J: Wcześniej zdarzało się, że traktowaliśmy pisanie tekstów jako "zło konieczne". Wiecie – chcieliśmy po prostu grać heavy metal – zresztą wciąż chcemy to robić! Fajnie było wymyślać nowe riffy, ale kiedy przychodziło do układania słów – bywało ciężko... Ale kiedy pisaliśmy tekst utworu "Primo Victoria" – okazało się, że i to może nam sprawiać przyjemność. Zapytaliśmy więc samych siebie – czemu by nie nagrać całego albumu o historii wojskowości? Wierzcie mi, że nigdy nie było żadnego wielkiego planu, że będziemy tworzyć takie piosenki - po prostu zauważyliśmy, że dobrze nam idzie, i kiedy przyszedł czas na tworzenie drugiego albumu, postanowiliśmy ponownie pójść tą drogą...
P: I tak utknęliśmy w tym na dobre! (śmiech). Oczywiście, ma to swoje dobre i złe strony. Dobra jest taka, że zawsze będzie o czym opowiadać – można spokojnie założyć, że tematów na piosenki starczy nam do końca kariery. Z drugiej jednak strony, to smutne, że historia ludzkości jest tak bardzo wypełniona śmiercionośnymi bitwami – ale dzięki temu mamy mnóstwo materiału na nowe utwory.
M: A jak czujecie się z myślą, że wielu ludzi zainteresowało się historią właśnie dzięki waszej muzyce?
J: Chociaż nie jesteśmy nauczycielami, tylko muzykami metalowymi – jeśli naprawdę to nasza muzyka obudziła w kimkolwiek historyczną pasję, to jesteśmy z tego powodu naprawdę szczęśliwi! Osobiście, kocham historię, ale nienawidziłem jej w szkole - większość nauczycieli potrafi tylko opowiadać o tym, że jakiś król urodził się w tym roku, a od tego do tego roku panował – co sprawia, że wielu ludzi myśli, że historia to strasznie nudne gówno! Ale to łatwe dla nauczycieli: spytają potem o te daty, podasz dobrą lub złą odpowiedź i mogą ci wystawić ocenę. A powinni przede wszystkim uczyć o tym, jakimi ludźmi byli ci królowie i co zrobili dla swojego kraju – i wymagać przy tym, by tylko mniej więcej wiedzieć, kiedy oni żyli!
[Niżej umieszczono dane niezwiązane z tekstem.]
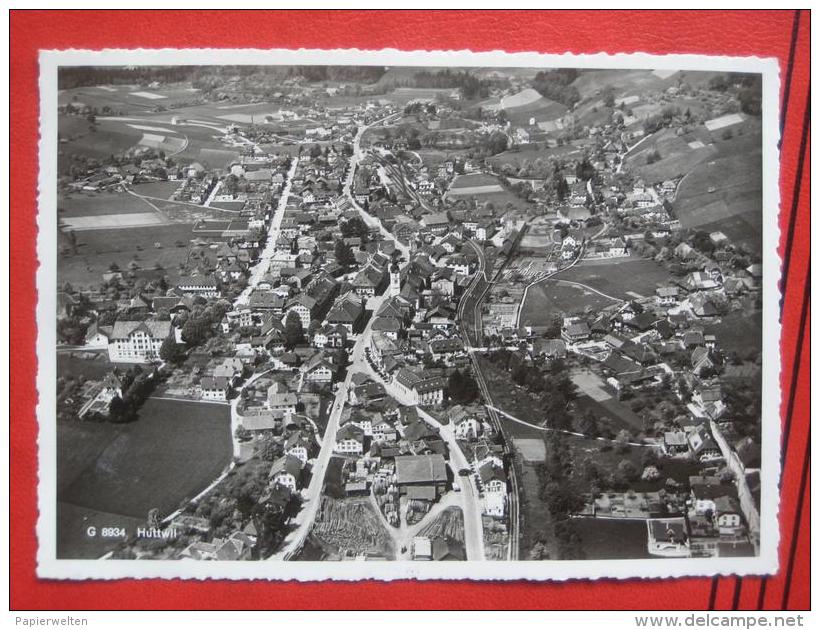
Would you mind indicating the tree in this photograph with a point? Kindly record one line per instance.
(462, 388)
(196, 330)
(294, 332)
(344, 254)
(171, 351)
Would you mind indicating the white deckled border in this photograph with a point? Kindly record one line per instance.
(48, 566)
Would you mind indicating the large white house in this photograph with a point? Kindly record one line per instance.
(136, 341)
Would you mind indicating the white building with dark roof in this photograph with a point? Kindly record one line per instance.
(137, 341)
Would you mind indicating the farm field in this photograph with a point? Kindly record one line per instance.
(99, 248)
(738, 332)
(536, 520)
(591, 82)
(172, 452)
(550, 297)
(160, 190)
(100, 204)
(621, 416)
(597, 535)
(351, 525)
(124, 99)
(621, 277)
(91, 365)
(475, 183)
(735, 203)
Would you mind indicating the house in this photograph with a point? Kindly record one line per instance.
(369, 282)
(98, 336)
(349, 312)
(297, 446)
(202, 286)
(330, 336)
(366, 393)
(421, 470)
(550, 348)
(420, 390)
(666, 296)
(468, 428)
(215, 388)
(703, 307)
(280, 399)
(349, 440)
(727, 515)
(232, 369)
(675, 443)
(304, 306)
(319, 370)
(575, 332)
(704, 490)
(703, 446)
(438, 222)
(137, 341)
(286, 472)
(494, 485)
Wtedy z pewnością zainteresowanie historią byłoby większe.
P: Jest jeszcze jeden aspekt tego wszystkiego: chociaż nie jest naszą intencją, by poprzez nasze piosenki mówić ludziom, co mają myśleć, a co nie na dany temat, to chyba dobrze, że inspirujemy ludzi właśnie do zgłębiania historii - a nie do robienia innych, gorszych rzeczy. Wyobraźcie sobie, co by było, gdybyśmy tworzyli na przykład mroczne piosenki o samobójstwach czy morderstwach – i ludzie właśnie to by robili... (śmiech). Ja na pewno nie czułbym się najlepiej z taką myślą! A zatem, skoro ludzie dzięki nam zaczynają uczyć się historii – to chyba dobrze?
J: Warto podkreślić, że nie mówimy ludziom, co myśleć – ale jeśli dzięki nam zaczynają kwestionować to, co przekazuje im oficjalna propaganda, to dobrze. Staramy się, by nasze teksty były w jak największym stopniu wolne od jednoznacznych politycznych czy religijnych przekazów. Ale pozwólcie, że się do czegoś przyznam: jestem zajebiście wielkim fanem wolności słowa! (śmiech).
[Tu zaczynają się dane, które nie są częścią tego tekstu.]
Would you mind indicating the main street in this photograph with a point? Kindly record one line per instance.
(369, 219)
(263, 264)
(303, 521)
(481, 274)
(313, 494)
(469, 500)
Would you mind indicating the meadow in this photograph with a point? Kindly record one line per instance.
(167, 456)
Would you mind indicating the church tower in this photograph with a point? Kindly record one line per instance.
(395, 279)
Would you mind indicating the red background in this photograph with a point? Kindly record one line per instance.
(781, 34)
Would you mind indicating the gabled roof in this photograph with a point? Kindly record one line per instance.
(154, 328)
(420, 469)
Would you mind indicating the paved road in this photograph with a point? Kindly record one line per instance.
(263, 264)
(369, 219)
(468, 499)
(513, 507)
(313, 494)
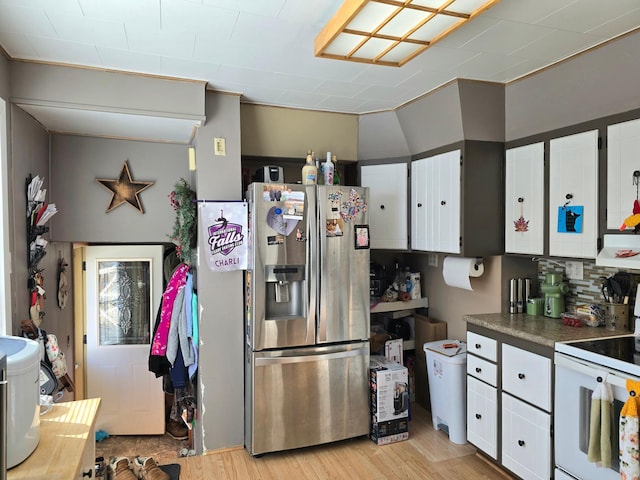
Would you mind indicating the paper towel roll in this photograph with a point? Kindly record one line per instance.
(457, 271)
M: Wracając do tematyki nowej płyty – wśród bonusowych utworów znalazło się miejsce dla "Afraid To Shoot Strangers" i "All Guns Blazing" – czy to są covery utworów Iron Maiden i Judas Priest?
J: Oczywiście! Jeśli chodzi o covery, to zawsze czerpiemy z dorobku mistrzów!
M: A czym się w ogóle różni tworzenie od podstaw własnej piosenki od wykreowania nowej wersji czyjegoś utworu?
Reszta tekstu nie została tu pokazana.